Melalui kebijakan yang diberlakukan oleh Badan Kepegawaian dan Pengembangan Sumber Daya Manusia (BKPSDM) Kabupaten Soppeng, ASN diperbolehkan melakukan presensi dari lokasi mana pun tanpa dibatasi radius.
Dengan demikian, para ASN, khususnya yang memiliki anak usia sekolah, dapat mendampingi dan mengantar anak mereka pada hari pertama masuk sekolah.
Kebijakan ini sejalan dengan imbauan Menteri Pendayagunaan Aparatur Negara dan Reformasi Birokrasi (PANRB), Rini Widyantini, yang meminta instansi pemerintah memberikan fleksibilitas kerja kepada ASN yang ingin mengantar anak pada hari pertama sekolah.
Imbauan tersebut tertuang dalam Surat Menteri PANRB Nomor B/257/M.KT.02/2026 yang diterbitkan pada Jumat (10/7/2026). Dalam surat itu, Pejabat Pembina Kepegawaian (PPK) diminta memberikan kesempatan kepada ASN yang memiliki anak pada jenjang PAUD, pendidikan dasar, hingga pendidikan menengah untuk mengantar anak ke sekolah dengan mengacu pada Peraturan Menteri PANRB Nomor 4 Tahun 2025 tentang Pelaksanaan Tugas Kedinasan Pegawai ASN Secara Fleksibel.
“Penerapan fleksibilitas kerja ini tidak boleh mengurangi kualitas pemerintahan dan pelayanan publik. Justru sebaliknya, kita harapkan melalui kebijakan ini ASN bisa bekerja lebih fokus, adaptif terhadap perkembangan, serta lebih seimbang dalam kehidupan,” kata Menteri Rini Widyantini.

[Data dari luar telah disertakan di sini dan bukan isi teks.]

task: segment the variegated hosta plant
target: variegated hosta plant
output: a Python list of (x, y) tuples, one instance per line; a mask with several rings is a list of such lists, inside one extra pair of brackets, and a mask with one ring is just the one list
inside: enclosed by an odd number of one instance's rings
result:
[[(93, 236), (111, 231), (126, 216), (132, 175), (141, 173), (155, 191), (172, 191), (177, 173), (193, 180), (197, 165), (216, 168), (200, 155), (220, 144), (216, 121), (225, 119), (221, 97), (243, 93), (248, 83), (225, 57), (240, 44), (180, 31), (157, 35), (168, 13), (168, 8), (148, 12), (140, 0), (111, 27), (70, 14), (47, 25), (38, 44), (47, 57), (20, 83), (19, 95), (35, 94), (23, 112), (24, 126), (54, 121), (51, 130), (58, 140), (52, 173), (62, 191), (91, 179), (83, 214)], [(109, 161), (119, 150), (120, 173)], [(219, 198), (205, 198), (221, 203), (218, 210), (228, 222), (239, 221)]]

Ia menegaskan, pengaturan fleksibilitas kerja diharapkan memungkinkan ASN menjalankan perannya sebagai orang tua tanpa mengurangi profesionalisme, produktivitas, maupun kualitas pelayanan kepada masyarakat.
Gerakan tersebut juga mendukung pelaksanaan Gerakan Ayah Mengantar Anak di Hari Pertama Sekolah (GAMAS) yang diatur dalam Surat Edaran Menteri Kependudukan dan Pembangunan Keluarga/Kepala BKKBN Nomor 17 Tahun 2026.
Program ini menjadi bagian dari strategi nasional penguatan ketahanan keluarga menuju Indonesia Emas 2045 sekaligus mendorong peningkatan peran ayah dalam pengasuhan anak.
“Kehadiran seorang orang tua dalam tumbuh kembang anak bukan sekadar pelengkap, melainkan pilar penting yang memiliki dampak mendalam dan jangka panjang. Gerakan ini merupakan langkah sederhana namun dapat membawa dampak psikologis untuk mendekatkan kehadiran orang tua terutama ayah pada anak,” ujar Rini.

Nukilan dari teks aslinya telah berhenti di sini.